For decades, Charles River Canoe and Kayak has been moored to the state’s historic boathouse in Newton, offering paddling classes and renting equipment to scores of area families and boaters. But change is ahead.
The company lost its permit to operate at the busy and high-profile location along the Charles River last month, when it was outbid by a Hopkinton business for the state contract.
The change of hands has surprised some Newton officials, and raised uncertainty about the transition just as the weather warms and the boathouse business picks up.
“I don’t know what happened, I’d like to know,” said Larry Smith, a Newton resident and owner of Charles River Canoe and Kayak. The company has been at the boathouse, on Commonwealth Avenue near the Massachusetts Turnpike and Interstate 95, for 40 years. “We built it to what it is today.”
The five-year permit to operate out of the boathouse went instead to Boston Outdoor Recreation, an 11-year-old company run by Michael Aghajanian.
He said his company has not signed the contract with the state’s Department of Conservation and Recreation, and it is unclear when exactly the change of operators will occur. The new permit is supposed to start this summer.
“We’re very excited about this opportunity,” Aghajanian said. “And we will ensure that there is no impact to the public for services this summer and going forward.”
Aghajanian said he and Smith are working on a transition plan for the boathouse, including hiring some of the current staff.
“We are currently working with the previous operators and their staff to keep the continuity going, knowing their dedication to the legacy of the historic boathouse,” Aghajanian said in an e-mail.
The Newton boathouse is among several rowing and canoeing sites overseen by the state agency, which issued a request for bids covering 16 locations in February.
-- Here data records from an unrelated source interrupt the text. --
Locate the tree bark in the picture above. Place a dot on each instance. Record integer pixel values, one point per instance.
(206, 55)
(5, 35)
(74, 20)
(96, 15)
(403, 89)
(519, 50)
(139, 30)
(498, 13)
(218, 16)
The minimum acceptable bid for the Commonwealth Avenue location was $5,000. Boston Outdoor Recreation won with a bid of $40,000 a year, or 3 percent of the gross revenue, and a promise to provide free programs for veterans and underprivileged children. The company also plans to make the dock area handicapped accessible, so someone with limited mobility can get into a kayak, Aghajanian said.
Boston Outdoor Recreation also won permits to operate at Hopkinton State Park, beaches in South Boston, and Lake Cochituate in Natick.
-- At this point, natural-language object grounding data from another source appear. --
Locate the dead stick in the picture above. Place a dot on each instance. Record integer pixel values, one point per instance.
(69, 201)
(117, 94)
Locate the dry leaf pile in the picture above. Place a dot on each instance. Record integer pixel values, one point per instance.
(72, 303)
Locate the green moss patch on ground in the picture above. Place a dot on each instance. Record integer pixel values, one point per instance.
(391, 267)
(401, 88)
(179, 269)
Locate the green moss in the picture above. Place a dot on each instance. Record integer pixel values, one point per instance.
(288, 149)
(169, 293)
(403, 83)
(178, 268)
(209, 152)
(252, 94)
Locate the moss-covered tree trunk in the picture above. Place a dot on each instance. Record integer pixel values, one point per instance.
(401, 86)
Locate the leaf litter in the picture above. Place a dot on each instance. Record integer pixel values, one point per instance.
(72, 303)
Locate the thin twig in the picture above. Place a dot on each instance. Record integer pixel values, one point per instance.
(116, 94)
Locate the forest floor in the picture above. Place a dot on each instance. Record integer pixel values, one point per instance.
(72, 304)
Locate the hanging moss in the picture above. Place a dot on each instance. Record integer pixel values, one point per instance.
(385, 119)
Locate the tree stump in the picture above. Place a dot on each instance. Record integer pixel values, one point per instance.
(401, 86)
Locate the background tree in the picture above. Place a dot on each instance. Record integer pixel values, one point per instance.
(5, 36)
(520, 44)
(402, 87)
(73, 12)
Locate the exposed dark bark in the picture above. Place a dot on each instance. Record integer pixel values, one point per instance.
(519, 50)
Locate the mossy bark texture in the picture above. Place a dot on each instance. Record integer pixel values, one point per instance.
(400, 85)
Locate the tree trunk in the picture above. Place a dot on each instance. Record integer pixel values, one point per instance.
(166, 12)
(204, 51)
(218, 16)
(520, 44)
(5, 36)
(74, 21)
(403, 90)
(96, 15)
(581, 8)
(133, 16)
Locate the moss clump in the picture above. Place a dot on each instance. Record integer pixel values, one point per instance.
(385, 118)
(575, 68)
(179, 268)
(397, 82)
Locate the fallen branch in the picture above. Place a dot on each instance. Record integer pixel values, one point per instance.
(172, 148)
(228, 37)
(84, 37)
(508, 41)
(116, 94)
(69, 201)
S.J. Port, a spokeswoman for the Department of Conservation and Recreation, said the agency evaluated the proposals based on the variety of services and each company’s payments.
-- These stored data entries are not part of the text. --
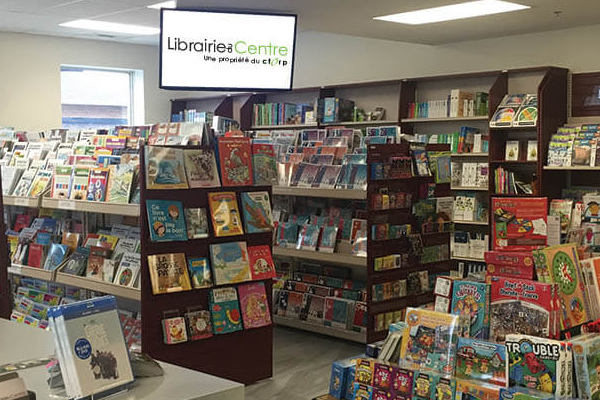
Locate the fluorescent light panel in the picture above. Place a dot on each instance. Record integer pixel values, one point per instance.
(111, 27)
(164, 4)
(456, 11)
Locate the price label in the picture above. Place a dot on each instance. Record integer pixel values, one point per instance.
(66, 205)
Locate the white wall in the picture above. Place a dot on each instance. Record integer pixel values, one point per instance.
(30, 65)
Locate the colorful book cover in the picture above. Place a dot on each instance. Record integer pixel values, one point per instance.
(166, 220)
(120, 180)
(254, 305)
(201, 168)
(168, 273)
(520, 306)
(225, 311)
(235, 157)
(258, 216)
(472, 299)
(264, 164)
(261, 262)
(429, 341)
(230, 263)
(225, 214)
(484, 361)
(199, 272)
(165, 168)
(97, 184)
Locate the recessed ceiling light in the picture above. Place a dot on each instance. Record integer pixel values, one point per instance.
(111, 27)
(164, 4)
(456, 11)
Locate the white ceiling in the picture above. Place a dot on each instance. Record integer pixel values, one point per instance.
(351, 17)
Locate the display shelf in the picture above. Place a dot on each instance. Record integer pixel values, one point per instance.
(132, 210)
(99, 286)
(322, 329)
(351, 194)
(337, 258)
(444, 119)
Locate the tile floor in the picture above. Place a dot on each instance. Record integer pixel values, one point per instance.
(301, 365)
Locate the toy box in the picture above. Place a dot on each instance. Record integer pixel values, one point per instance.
(519, 224)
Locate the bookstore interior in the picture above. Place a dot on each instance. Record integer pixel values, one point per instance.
(197, 212)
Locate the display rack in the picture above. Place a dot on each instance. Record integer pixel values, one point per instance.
(245, 356)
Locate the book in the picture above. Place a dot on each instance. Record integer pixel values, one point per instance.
(225, 214)
(261, 262)
(235, 158)
(230, 263)
(165, 168)
(199, 272)
(166, 220)
(168, 273)
(484, 361)
(201, 168)
(225, 311)
(258, 216)
(120, 180)
(254, 305)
“We need to do what’s in the best interest of the taxpayer,” Port said.
Charles River Canoe and Kayak has been a good partner with the state, Port said.
“It’s a competitive bid process,” she said. “You’ve got to have a great bid. In a down economy the ability to run a business on state property is a good deal.”
The agency’s low-cost leases on public land, especially to yacht and boating clubs, have come under scrutiny in recent years as state lawmakers have looked at raising additional money from fees to bolster tight budgets. The state had leased some of its properties, such as the land for Harvard University’s Newell boathouse, for $1 a year.
Currently, Charles River Canoe and Kayak pays $5,000 a year to operate on state property in both Newton and Brighton, Smith said. The company has also made $30,000 in capital improvements at the locations, he added.
Smith declined to detail his latest proposal to rent the space in Newton, and state officials had not provided information about the losing bids by late last week.
Charles River Canoe and Kayak will continue to operate at the Brighton site on Soldiers Field Road, and also won the bid for a new site on Moody Street in Waltham. But both are smaller than the Newton boathouse property.
Smith, who also operates the Weston Ski Track and the Community Ice Skating rink at Kendall Square in Cambridge, said his company will continue to be financially successful, despite the loss of the Newton boathouse .
Bob Rooney, Newton’s chief operating officer, said there is not much that the city can do about the boathouse’s change of operators.
“We just appreciate having the recreation opportunity,” Rooney said.